# Lab Report 5: Web Scraping
## Name: Afnan Alabdulwahab

### Instructions
Please answer the following questions as completely as possible using text, code, and the results of code as needed. Format your answers in a Jupyter notebook. To receive full credit, make sure you address every part of the problem, and make sure your document is formatted in a clean and professional way.

For the following problems, you will be scraping http://books.toscrape.com/. This website is a fake book retailer, designed to mimic the design of many retail websites. It exists solely to help students practice web-scraping, so there aren’t going to be any ethical concerns with this particular exercise, and there shouldn’t be any issues with rate limits or other gates that could prevent web-scraping. Take a moment and look at this website, so that you know what you will be working with.

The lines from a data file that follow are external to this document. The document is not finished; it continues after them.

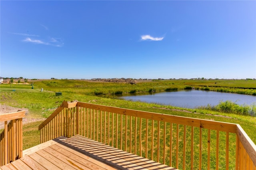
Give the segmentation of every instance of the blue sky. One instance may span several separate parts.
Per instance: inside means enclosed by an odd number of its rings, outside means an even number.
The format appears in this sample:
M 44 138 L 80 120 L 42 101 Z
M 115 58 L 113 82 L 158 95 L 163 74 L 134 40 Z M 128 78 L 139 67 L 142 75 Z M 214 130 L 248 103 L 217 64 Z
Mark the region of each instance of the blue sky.
M 0 73 L 256 78 L 256 1 L 5 1 Z

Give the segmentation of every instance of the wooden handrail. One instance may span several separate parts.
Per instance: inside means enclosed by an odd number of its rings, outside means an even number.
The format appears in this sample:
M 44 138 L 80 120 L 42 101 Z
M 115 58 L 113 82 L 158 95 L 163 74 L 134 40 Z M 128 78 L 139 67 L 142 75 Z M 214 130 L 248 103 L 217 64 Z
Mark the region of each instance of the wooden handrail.
M 0 134 L 1 166 L 22 156 L 22 118 L 25 116 L 25 111 L 19 110 L 0 116 L 0 122 L 4 122 L 4 129 Z
M 183 125 L 201 127 L 230 133 L 236 132 L 236 124 L 233 123 L 170 115 L 81 102 L 78 103 L 77 106 L 116 113 L 124 115 L 154 119 L 156 121 L 172 122 Z
M 239 146 L 240 149 L 241 149 L 241 148 L 242 147 L 242 150 L 244 149 L 246 151 L 245 154 L 243 152 L 241 152 L 241 150 L 239 150 L 238 151 L 239 152 L 239 156 L 240 157 L 244 157 L 246 159 L 246 160 L 245 160 L 245 162 L 247 162 L 247 164 L 244 165 L 249 166 L 246 166 L 246 169 L 249 169 L 248 168 L 250 167 L 250 164 L 254 164 L 255 166 L 255 168 L 256 169 L 256 145 L 252 141 L 247 134 L 244 132 L 244 130 L 242 128 L 242 127 L 239 124 L 237 125 L 236 135 L 239 139 L 239 144 L 241 144 L 242 145 L 242 146 Z M 246 156 L 248 156 L 250 159 L 248 160 Z M 242 165 L 241 164 L 239 165 L 240 168 L 242 167 Z
M 41 142 L 79 134 L 177 168 L 256 170 L 255 145 L 237 124 L 64 102 L 39 129 Z

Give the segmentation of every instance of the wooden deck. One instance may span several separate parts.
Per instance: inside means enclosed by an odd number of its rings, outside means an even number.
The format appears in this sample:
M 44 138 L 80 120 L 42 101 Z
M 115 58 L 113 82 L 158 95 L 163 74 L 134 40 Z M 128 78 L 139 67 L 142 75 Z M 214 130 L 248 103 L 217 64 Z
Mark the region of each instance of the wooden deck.
M 85 137 L 60 137 L 23 152 L 1 170 L 176 170 Z

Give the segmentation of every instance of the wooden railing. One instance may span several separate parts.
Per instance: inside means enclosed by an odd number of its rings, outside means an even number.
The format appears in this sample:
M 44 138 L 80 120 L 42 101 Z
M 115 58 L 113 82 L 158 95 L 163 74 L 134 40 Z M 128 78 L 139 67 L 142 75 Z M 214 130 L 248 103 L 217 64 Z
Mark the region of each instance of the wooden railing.
M 80 134 L 180 169 L 256 170 L 238 124 L 64 102 L 39 127 L 41 142 Z
M 0 166 L 22 157 L 22 118 L 25 114 L 25 111 L 18 111 L 0 115 L 0 122 L 4 122 L 4 128 L 0 134 Z

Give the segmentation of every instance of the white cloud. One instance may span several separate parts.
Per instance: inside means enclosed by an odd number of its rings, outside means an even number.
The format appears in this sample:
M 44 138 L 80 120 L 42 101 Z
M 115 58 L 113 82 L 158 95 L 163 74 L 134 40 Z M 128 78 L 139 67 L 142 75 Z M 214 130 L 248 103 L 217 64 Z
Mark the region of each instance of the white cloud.
M 30 38 L 27 37 L 25 40 L 23 40 L 23 41 L 25 42 L 34 42 L 36 44 L 43 44 L 47 45 L 47 43 L 44 42 L 40 40 L 32 40 Z
M 58 42 L 58 41 L 57 40 L 56 40 L 56 39 L 52 38 L 51 38 L 51 42 Z
M 54 41 L 54 40 L 55 41 Z M 32 42 L 35 44 L 50 45 L 59 47 L 61 47 L 63 46 L 63 45 L 64 45 L 64 43 L 62 43 L 62 42 L 59 42 L 54 38 L 53 38 L 53 40 L 51 39 L 51 41 L 53 42 L 52 43 L 50 43 L 48 42 L 45 42 L 40 40 L 33 40 L 29 37 L 27 37 L 25 40 L 23 40 L 23 41 L 24 42 Z
M 44 29 L 45 29 L 46 30 L 49 30 L 49 28 L 48 28 L 48 27 L 47 27 L 46 26 L 44 26 L 43 24 L 40 24 L 40 26 L 42 26 L 43 27 L 44 27 Z
M 18 32 L 9 32 L 10 34 L 13 34 L 15 35 L 18 35 L 20 36 L 38 36 L 37 35 L 33 35 L 33 34 L 28 34 L 25 33 L 20 33 Z
M 149 35 L 144 35 L 141 36 L 140 40 L 145 41 L 150 40 L 151 41 L 161 41 L 164 39 L 164 37 L 153 37 Z

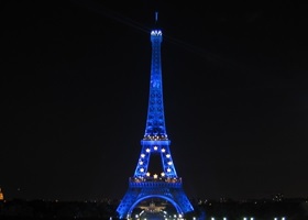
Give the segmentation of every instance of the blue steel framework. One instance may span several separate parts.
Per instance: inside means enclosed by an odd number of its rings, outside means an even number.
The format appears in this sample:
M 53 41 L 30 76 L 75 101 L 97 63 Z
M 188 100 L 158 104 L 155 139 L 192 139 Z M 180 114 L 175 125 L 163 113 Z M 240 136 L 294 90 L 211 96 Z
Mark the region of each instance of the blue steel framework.
M 157 21 L 157 13 L 155 20 Z M 166 133 L 161 65 L 162 41 L 162 31 L 152 30 L 152 67 L 146 128 L 144 138 L 141 140 L 142 150 L 134 176 L 130 177 L 129 189 L 117 209 L 120 219 L 129 219 L 138 204 L 148 198 L 169 201 L 182 216 L 194 211 L 184 193 L 182 178 L 176 174 L 169 150 L 170 141 Z M 160 174 L 152 175 L 148 172 L 152 154 L 161 154 L 162 172 Z

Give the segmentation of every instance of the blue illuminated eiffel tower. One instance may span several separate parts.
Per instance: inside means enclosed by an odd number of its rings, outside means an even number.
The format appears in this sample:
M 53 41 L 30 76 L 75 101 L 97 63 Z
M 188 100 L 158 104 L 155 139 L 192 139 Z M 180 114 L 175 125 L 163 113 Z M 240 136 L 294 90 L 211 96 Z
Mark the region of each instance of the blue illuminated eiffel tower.
M 157 22 L 157 13 L 155 13 L 155 22 Z M 130 177 L 129 189 L 117 209 L 120 219 L 129 219 L 133 209 L 141 201 L 150 198 L 169 201 L 182 216 L 194 211 L 184 193 L 182 178 L 176 174 L 169 150 L 170 141 L 166 133 L 161 65 L 162 41 L 162 30 L 152 30 L 152 66 L 146 128 L 144 138 L 141 140 L 142 148 L 134 176 Z M 148 165 L 155 155 L 161 156 L 161 169 L 152 174 Z

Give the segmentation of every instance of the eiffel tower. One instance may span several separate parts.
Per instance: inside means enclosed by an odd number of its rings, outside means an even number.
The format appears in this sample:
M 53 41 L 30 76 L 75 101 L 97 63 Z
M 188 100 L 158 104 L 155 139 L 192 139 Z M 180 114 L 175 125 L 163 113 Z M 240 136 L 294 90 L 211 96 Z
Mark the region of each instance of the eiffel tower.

Your goal is to generate a dataframe with four columns: one for the title, one for the price, one for the star-rating, and one or the book cover JPEG’s URL. The dataframe will also 1000 rows, one for each of the 1000 books listed on the 50 pages of this website.

## Problem 0
Import the following libraries:

In [23]:
import numpy as np
import pandas as pd
import requests
from bs4 import BeautifulSoup
import sys
import json
sys.tracebacklimit = 0 # turn off the error tracebacks

## Problem 1

The following code snippet retrieves the user agent string from the https://httpbin.org/user-agent endpoint and sets it as the User-Agent header for subsequent HTTP requests.

In [2]:
# retrive the user agent strng
r = requests.get('https://httpbin.org/user-agent')
useragent = json.loads(r.text)['user-agent']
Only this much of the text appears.